When a government does something, it must act in the proper legal way. When it doesn’t, the people have a right to call it to task and compel change. In a nutshell, that is why the Georgia Motor Trucking Association (GMTA) GMTA and others are suing the state of Georgia over how it distributes (and/or allows use of) taxes on motor fuels.
The state constitution provides with laser-like specificity how motor fuel taxes may be used in Georgia: “An amount equal to all money derived from motor fuel taxes received by the state…is hereby appropriated for the fiscal year beginning July 1, of each year following, for all activities incident to providing and maintaining an adequate system of public roads and bridges in this state, as authorized by laws enacted by the General Assembly of Georgia, and for grants to counties by law authorizing road construction and maintenance….”
It goes on to say the state can spend more on roads and bridges if it wants, but not less than what is received, and that the money is to be used for roads and bridges even if the legislature doesn’t account for it in the state budget. That’s an amazingly specific and strong statement of intent.
The reality of the constitutional requirement was openly discussed in the forming of HB 170, the Transportation Funding Act of 2015.” In fact, early drafts required all money to be spent on roads and bridges. Legislators recognized the constitutional requirement, but crafting major legislation is full of horse-trading and compromise, and that occurred with HB 170.
Local governments regularly use tax money to lobby for more tax money. In this case, they worked extremely hard and the strong political push back by local government leaders and their lobbyists, who want the freedom to spend taxes from motor fuels on anything they desire, led the legislature to remove that language from the bill that passed. That is part of the process.

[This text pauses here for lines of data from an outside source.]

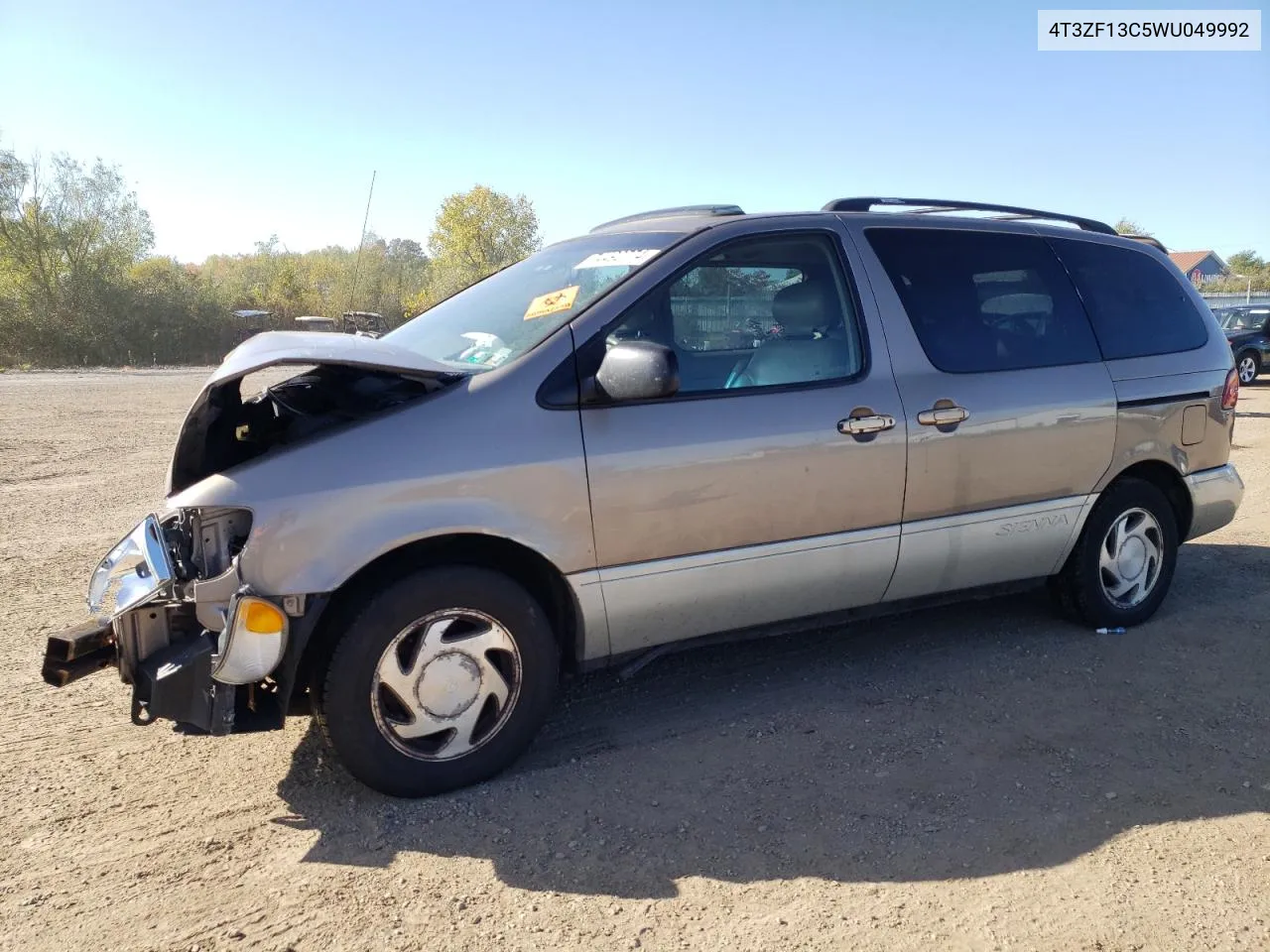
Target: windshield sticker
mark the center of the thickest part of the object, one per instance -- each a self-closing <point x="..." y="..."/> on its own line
<point x="617" y="259"/>
<point x="554" y="302"/>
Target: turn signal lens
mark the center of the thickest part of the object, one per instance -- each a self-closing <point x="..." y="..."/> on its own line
<point x="1230" y="395"/>
<point x="262" y="619"/>
<point x="253" y="643"/>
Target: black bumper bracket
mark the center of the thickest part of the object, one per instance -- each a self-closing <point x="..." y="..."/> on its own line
<point x="177" y="683"/>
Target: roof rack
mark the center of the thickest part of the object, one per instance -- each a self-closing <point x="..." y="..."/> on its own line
<point x="931" y="206"/>
<point x="707" y="211"/>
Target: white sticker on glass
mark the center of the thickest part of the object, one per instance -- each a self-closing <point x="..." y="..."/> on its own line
<point x="617" y="259"/>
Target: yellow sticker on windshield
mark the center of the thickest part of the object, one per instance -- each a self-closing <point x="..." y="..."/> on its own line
<point x="554" y="302"/>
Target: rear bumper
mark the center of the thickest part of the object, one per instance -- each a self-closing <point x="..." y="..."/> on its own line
<point x="1215" y="495"/>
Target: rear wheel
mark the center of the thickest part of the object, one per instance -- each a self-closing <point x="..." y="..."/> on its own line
<point x="1123" y="562"/>
<point x="441" y="680"/>
<point x="1248" y="365"/>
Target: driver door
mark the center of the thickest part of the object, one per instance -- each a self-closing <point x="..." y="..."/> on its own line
<point x="747" y="498"/>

HB 170 is now the law, but it does not supersede the state constitution. When a law is wrong and creating harm, going to court is a proper way to address the situation. HB 170 simply “ran off the road” by authorizing the county and city governments to tax fuel (through various and multiple local option taxes) without restricting in any way that such taxes must be used on roads and bridges. Every day it remains in effect in its current form, millions of dollars are collected and open for misuse.
The Georgia Supreme Court addressed a remarkably similar question in 1979 in “City Council of Augusta v. Mangelly.” In that suit, the Georgia Supreme Court agreed with the taxpayers that the Georgia legislature could not authorize the counties to distribute county taxes to municipalities because such action violated the Georgia constitution. The Court said if the “state” is without authority to impose a tax, it could not authorize a county or municipality to impose that tax. This makes sense because the state may not do indirectly that which it cannot lawfully do directly. The General Assembly must have express constitutional authorization for its act in allowing a county to impose a tax for a particular purpose. For what purposes may the state authorize a county to tax? The answer must be found in the constitutional list of purposes for which the state itself may tax. And few things in the list are as clear as what the constitution says about taxes on motor fuels.

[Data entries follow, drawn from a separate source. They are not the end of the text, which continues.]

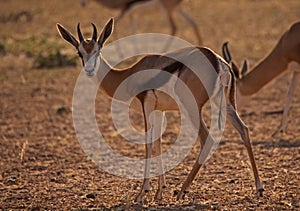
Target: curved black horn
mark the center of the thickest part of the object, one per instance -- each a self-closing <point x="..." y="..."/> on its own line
<point x="94" y="37"/>
<point x="226" y="52"/>
<point x="81" y="39"/>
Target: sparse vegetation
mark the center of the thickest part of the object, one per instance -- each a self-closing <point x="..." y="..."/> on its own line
<point x="42" y="165"/>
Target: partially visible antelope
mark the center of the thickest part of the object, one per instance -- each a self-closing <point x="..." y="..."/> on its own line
<point x="152" y="100"/>
<point x="168" y="7"/>
<point x="285" y="56"/>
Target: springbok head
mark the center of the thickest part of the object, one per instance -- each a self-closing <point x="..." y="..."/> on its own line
<point x="239" y="73"/>
<point x="88" y="50"/>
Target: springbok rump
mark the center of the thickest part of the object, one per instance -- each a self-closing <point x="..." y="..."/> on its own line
<point x="285" y="56"/>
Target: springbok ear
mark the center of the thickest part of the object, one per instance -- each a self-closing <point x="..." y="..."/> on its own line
<point x="235" y="70"/>
<point x="226" y="52"/>
<point x="106" y="32"/>
<point x="244" y="68"/>
<point x="65" y="34"/>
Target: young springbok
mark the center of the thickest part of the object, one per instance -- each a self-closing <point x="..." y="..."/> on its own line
<point x="284" y="56"/>
<point x="167" y="6"/>
<point x="151" y="100"/>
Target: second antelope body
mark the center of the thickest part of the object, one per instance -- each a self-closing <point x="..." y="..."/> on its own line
<point x="152" y="100"/>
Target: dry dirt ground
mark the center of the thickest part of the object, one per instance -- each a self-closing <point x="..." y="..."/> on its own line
<point x="42" y="166"/>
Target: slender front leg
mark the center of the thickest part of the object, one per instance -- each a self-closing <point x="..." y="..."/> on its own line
<point x="203" y="135"/>
<point x="244" y="133"/>
<point x="148" y="107"/>
<point x="288" y="101"/>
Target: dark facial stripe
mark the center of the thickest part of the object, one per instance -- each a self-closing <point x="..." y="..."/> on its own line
<point x="130" y="4"/>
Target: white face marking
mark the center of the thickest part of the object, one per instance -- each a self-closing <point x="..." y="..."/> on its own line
<point x="90" y="58"/>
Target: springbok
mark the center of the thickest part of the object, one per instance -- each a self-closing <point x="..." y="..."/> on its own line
<point x="152" y="100"/>
<point x="284" y="56"/>
<point x="168" y="7"/>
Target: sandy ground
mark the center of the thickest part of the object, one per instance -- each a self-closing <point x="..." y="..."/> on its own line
<point x="42" y="164"/>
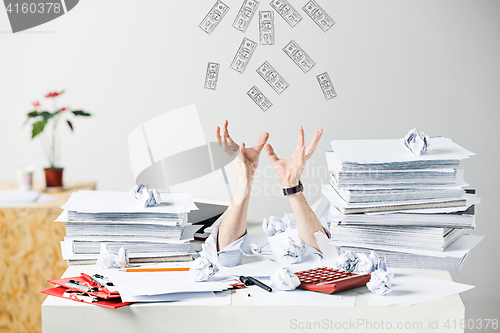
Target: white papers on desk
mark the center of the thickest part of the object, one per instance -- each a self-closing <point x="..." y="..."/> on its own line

If the state cannot tax motor fuels for purposes other than providing and maintaining public roads and bridges, then the state cannot give its political subdivisions, a county or city government, that power.
Let me be clear that we are not opposing the collection of fuel taxes, or the tax rate, in HB 170. GMTA’s members and the trucking industry are fully supportive of paying enough taxes to ensure quality roads and the free flow of people and freight. That’s what motor fuel taxes are for. Our complaint and our suit is only about ensuring that the money we pay – the money all motorists pay – is spent the way the state Constitution requires — on roads and bridges.